Mais il ne s'agissait pas que de paroles. L'Italie a interdit aux bombardiers américains d'utiliser la base aérienne de Sigonella, en Sicile, pour des missions liées à la gu*erre en Iran. Le ministre de la Défense, Guido Crosetto, a confirmé ce refus. Devant le Sénat italien, Meloni a déclaré que les attaques américaines et israéliennes étaient « hors du cadre du droit international » et que l'Italie « ne participe pas et n'a aucune intention de participer » à ce confl!t.

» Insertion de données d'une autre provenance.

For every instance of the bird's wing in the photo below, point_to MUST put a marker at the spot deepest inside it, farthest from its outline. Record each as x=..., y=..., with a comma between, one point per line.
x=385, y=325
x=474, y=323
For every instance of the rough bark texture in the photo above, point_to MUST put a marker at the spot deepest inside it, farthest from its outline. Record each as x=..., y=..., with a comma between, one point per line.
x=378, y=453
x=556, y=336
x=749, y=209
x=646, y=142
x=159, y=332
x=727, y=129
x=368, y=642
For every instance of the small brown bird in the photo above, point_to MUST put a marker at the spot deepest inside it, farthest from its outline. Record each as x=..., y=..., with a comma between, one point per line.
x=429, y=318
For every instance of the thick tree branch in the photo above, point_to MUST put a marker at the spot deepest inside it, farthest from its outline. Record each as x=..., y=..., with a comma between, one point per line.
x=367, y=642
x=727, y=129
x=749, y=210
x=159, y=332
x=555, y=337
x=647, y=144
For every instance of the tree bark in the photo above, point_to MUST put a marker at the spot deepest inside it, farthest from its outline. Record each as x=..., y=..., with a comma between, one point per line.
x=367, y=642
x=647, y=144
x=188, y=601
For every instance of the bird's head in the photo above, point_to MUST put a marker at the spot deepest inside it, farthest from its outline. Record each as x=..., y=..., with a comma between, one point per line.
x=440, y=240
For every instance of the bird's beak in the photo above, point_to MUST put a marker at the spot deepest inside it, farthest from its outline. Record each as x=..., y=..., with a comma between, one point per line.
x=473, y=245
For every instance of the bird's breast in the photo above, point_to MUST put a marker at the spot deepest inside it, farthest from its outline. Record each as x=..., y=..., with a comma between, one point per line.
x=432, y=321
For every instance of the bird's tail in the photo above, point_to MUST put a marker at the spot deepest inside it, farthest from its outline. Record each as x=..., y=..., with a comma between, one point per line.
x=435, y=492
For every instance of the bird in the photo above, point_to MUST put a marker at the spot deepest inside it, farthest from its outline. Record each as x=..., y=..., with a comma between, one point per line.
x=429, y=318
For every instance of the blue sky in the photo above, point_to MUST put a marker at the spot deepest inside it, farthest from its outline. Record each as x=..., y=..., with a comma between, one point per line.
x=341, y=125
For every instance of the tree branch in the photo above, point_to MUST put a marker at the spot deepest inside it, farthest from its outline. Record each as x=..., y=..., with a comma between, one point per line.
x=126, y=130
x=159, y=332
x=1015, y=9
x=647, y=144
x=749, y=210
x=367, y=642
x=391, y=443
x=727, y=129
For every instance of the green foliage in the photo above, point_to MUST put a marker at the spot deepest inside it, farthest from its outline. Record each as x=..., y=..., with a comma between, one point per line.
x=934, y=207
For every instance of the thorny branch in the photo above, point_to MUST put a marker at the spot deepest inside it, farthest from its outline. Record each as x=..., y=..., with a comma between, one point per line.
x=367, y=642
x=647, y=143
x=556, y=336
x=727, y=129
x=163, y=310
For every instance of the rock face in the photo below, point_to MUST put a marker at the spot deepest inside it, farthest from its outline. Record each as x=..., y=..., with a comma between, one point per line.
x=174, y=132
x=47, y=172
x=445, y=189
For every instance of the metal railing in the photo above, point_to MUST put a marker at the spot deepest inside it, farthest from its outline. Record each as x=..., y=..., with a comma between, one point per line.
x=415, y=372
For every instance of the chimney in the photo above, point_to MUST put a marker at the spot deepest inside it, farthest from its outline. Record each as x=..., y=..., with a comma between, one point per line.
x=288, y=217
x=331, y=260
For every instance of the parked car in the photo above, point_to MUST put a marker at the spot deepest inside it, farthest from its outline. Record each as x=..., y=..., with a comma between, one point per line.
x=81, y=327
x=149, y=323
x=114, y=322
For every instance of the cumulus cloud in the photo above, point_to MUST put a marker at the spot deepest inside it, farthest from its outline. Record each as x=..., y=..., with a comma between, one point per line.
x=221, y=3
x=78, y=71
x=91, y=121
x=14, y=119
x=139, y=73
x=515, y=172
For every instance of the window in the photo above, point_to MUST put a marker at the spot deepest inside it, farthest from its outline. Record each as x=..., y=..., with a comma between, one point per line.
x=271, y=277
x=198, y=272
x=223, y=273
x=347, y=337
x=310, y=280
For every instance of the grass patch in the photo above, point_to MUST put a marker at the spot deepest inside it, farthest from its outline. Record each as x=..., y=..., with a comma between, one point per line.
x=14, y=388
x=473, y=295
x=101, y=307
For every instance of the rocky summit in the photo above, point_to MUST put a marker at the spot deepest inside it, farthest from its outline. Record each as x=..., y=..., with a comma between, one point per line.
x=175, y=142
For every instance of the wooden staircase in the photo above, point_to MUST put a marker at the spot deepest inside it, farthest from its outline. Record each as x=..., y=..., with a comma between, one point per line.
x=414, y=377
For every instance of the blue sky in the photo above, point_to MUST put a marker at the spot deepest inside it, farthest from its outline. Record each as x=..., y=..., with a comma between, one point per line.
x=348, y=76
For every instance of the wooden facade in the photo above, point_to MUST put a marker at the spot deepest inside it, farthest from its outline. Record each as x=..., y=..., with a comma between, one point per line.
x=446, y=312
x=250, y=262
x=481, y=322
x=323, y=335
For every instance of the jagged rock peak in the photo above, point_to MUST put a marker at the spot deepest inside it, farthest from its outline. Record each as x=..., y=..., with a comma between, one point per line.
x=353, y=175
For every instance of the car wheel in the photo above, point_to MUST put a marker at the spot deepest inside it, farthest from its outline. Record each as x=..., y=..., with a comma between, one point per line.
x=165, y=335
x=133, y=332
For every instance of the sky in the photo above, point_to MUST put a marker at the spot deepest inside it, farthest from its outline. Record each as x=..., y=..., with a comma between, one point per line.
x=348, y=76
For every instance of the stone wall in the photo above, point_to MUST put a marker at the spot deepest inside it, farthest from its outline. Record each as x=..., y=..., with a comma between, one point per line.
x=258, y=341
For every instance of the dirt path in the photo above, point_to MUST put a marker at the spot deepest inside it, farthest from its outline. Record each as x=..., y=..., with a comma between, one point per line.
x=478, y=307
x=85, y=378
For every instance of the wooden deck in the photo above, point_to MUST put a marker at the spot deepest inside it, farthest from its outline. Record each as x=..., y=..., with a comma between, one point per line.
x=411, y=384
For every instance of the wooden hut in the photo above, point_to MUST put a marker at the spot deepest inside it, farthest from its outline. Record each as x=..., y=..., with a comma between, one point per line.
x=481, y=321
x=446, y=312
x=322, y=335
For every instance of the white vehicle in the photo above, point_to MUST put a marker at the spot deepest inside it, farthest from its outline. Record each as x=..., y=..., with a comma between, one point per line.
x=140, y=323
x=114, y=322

Elle n'est pas seule. L'Espagne a interdit les survols militaires américains et l'utilisation de ses bases. La France a exigé des garanties que les avions atterrissant sur ses bases ne participeraient pas à des attaques. Trump a réagi en m*enaçant de se retirer de l'OTAN : « C'est irrévocable. » Parallèlement, Meloni s'est rendu cette semaine en Arabie saoudite, aux Émirats arabes unis et au Qatar afin de rechercher une solution diplomatique et de sécuriser l'approvisionnement énergétique de l'Italie.
Ce qui rend cela si significatif, c'est que Meloni n'est pas Ni Macron ni Sánchez. C'est elle, la dirigeante européenne, qui entretenait les meilleures relations personnelles avec Trump. Sa déclaration publique « nous ne sommes pas d'accord » marque un tournant dans la crise transatlantique provoquée par la gu*erre en Iran.